Le 18 février 2014 le Professeur Rachid Yazami sera à Washington où la National Academy of Engineering (NAE) lui remettra le prix Charles Stark Draper 2014. Un prix considéré comme le Nobel pour les ingénieurs. Il s’agit d’une première pour un chercheur d’origine marocaine dont le parcours est particulièrement intéressant et exemplaire en matière de recherche, de réussite et de… mobilité. Et pour cause, M.Yazami qui vient d’être reconnu par ses pairs pour ses travaux déterminants dans le développement des batteries lithium rechargeables, il y a 34 ans, a effectué ses études primaires et secondaires, à Fès, dans une l’école publique marocaine, qu'il a poursuivis en France à Rouen où il a intégré les classes préparatoires aux grandes écoles, avant d'être admis en 1975 à l'Institut Polytechnique de Grenoble (INP),puis au Centre National de Recherche Scientifique (CNRS) en 1985 où il travaille depuis. Tout en officiant au CNRS,  il est aujourd’hui Professeur en Energétique à la Nanyang Technological University de Singapour. Pays dont l’exemple est à suivre nous dit-il, dans l’entretien accordé au Conseil de la communauté marocaine à l’étranger (CCME). L’idée d’intercaler du lithium dans du graphite de façon réversible lui est venue lorsqu’il préparait sa thèse, en France, en 1980. Comment ? En utilisant un électrolyte solide et non pas liquide comme cela était fait à l'époque.

Entretien:

M.Yazami, vous avez été désigné ce 6 janvier 2014 lauréat du prix Charles Stark Draper par la National Academy of Engeneering (NAE) pour vos travaux dans le domaine des batteries du lithium rechargeables. Pouvez-vous expliquer aux profanes que nous sommes en quoi vos travaux consistent exactement?

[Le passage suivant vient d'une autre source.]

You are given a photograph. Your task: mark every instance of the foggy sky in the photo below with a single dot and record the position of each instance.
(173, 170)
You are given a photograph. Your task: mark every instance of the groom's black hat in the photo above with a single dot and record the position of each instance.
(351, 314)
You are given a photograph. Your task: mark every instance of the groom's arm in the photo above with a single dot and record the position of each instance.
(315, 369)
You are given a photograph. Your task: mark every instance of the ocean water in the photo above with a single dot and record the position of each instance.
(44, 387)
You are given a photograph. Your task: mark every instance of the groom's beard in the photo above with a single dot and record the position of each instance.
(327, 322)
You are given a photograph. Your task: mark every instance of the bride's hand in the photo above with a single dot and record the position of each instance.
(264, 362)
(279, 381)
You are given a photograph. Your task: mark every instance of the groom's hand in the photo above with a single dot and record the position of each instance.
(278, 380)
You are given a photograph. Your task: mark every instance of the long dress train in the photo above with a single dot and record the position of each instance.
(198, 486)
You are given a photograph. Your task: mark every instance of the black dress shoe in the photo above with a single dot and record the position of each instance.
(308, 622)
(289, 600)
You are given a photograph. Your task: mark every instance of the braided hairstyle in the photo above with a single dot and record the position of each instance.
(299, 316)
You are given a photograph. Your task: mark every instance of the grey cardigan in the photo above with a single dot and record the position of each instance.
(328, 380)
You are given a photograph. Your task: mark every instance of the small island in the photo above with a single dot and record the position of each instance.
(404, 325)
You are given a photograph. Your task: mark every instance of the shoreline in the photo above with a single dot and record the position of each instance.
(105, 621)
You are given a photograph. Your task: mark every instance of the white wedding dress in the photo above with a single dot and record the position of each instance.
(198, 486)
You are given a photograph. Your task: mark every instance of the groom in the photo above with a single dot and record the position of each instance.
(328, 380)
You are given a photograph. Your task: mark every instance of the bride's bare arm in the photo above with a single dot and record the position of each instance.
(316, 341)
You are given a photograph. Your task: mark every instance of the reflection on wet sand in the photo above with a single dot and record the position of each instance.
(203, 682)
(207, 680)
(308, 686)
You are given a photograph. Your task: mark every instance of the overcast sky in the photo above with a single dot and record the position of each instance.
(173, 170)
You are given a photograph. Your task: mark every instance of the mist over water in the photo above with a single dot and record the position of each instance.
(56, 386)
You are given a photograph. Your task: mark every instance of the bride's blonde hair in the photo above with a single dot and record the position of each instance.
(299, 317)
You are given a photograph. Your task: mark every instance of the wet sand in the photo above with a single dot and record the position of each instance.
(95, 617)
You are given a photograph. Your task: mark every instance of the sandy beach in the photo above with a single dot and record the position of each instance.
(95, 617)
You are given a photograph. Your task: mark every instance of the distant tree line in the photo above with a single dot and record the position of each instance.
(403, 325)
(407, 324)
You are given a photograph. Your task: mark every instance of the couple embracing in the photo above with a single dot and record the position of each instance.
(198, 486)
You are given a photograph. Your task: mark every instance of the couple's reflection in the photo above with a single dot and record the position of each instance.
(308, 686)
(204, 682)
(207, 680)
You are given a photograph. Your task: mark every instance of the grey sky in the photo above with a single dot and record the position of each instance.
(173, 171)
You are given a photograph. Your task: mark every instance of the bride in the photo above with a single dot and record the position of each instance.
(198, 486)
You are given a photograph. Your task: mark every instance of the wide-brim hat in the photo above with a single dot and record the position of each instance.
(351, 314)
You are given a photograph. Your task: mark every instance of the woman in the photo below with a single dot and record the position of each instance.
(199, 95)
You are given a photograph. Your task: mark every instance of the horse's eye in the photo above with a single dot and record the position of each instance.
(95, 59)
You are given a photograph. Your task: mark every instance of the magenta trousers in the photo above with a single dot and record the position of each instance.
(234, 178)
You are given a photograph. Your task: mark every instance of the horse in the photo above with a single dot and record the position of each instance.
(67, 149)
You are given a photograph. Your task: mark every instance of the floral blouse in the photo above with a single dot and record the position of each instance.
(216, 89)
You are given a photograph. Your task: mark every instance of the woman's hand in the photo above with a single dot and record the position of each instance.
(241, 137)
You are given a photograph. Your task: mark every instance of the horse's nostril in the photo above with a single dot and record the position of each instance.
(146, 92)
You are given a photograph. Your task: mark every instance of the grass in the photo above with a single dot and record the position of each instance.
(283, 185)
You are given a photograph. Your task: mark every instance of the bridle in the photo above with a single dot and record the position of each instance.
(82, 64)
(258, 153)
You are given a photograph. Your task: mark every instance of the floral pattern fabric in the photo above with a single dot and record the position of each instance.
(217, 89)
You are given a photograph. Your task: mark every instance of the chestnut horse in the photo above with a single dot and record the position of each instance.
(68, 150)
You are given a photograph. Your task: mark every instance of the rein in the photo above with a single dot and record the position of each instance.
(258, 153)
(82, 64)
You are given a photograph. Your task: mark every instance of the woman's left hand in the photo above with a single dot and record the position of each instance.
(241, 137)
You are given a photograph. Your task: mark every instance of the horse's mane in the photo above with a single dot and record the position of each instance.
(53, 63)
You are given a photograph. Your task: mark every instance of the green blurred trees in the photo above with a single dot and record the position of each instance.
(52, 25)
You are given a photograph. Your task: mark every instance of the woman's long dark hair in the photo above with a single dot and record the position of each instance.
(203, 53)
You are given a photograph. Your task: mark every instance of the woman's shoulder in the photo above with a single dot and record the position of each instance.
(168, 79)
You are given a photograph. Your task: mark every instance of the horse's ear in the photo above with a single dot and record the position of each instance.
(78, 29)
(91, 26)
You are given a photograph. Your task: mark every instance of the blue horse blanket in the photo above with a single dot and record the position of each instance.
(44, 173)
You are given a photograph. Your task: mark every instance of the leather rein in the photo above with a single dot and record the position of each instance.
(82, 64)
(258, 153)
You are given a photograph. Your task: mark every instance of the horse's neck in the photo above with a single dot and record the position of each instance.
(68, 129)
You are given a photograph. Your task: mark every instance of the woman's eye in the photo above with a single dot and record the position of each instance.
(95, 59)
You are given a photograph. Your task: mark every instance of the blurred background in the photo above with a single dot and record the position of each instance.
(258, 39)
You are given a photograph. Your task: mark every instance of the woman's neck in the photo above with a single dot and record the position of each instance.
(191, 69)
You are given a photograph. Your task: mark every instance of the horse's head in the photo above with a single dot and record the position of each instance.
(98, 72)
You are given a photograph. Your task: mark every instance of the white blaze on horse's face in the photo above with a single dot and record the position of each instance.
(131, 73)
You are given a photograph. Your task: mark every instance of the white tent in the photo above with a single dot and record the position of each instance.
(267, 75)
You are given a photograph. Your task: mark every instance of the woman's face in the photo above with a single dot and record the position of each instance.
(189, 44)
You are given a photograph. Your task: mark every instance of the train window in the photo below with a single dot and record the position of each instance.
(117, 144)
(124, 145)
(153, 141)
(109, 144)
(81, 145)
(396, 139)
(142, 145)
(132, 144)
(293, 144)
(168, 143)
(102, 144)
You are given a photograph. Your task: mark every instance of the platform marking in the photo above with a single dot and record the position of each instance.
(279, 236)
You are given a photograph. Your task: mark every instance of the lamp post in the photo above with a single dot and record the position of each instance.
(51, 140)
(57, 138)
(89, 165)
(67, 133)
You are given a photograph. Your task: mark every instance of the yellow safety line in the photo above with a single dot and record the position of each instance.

D'abord chaque téléphone et ordinateur portables aujourd'hui utilisent une ou plusieurs batteries au lithium pour son alimentation électrique. La batterie est le cœur du système. Jusqu'à la commercialisation des batteries au lithium par Sony en 1991, les batteries utilisées dans les systèmes de communication et outils portables étaient à base de nickel cadmium, très lourdes et encombrantes. Les batteries au lithium ont révolutionné le monde de la communication car sans elles, les téléphones et ordinateurs seraient nettement plus volumineux et lourds mais aussi dureraient moins longtemps.  Ma découverte en 1980 concernait le matériau utilisé dans la composition du pôle moins (anode) de la batterie rechargeable au lithium. Ce matériau s'appelle le graphite, bien connu pour son utilisation par exemple dans les crayons dits à papier. Le graphite a une structure en feuillets qui permet d'insérer le lithium entre ces derniers et ainsi stocker de l'énergie. Personne avant moi n’avait réussi à insérer et désinsérer du lithium dans le graphite. Sans cette propriété fondamentale, aucune batterie ne peut être rechargée plusieurs dizaines ou centaines de fois. L'électrode en graphite a permis aussi d'améliorer considérablement la sécurité des batteries. Même si ma découverte remonte à 34 ans, c'est toujours le graphite qui est utilisé comme anode dans l'écrasante majorité des batteries aujourd’hui et je pense qu'il en sera ainsi encore pour un certain nombre d’années, voire de décennies.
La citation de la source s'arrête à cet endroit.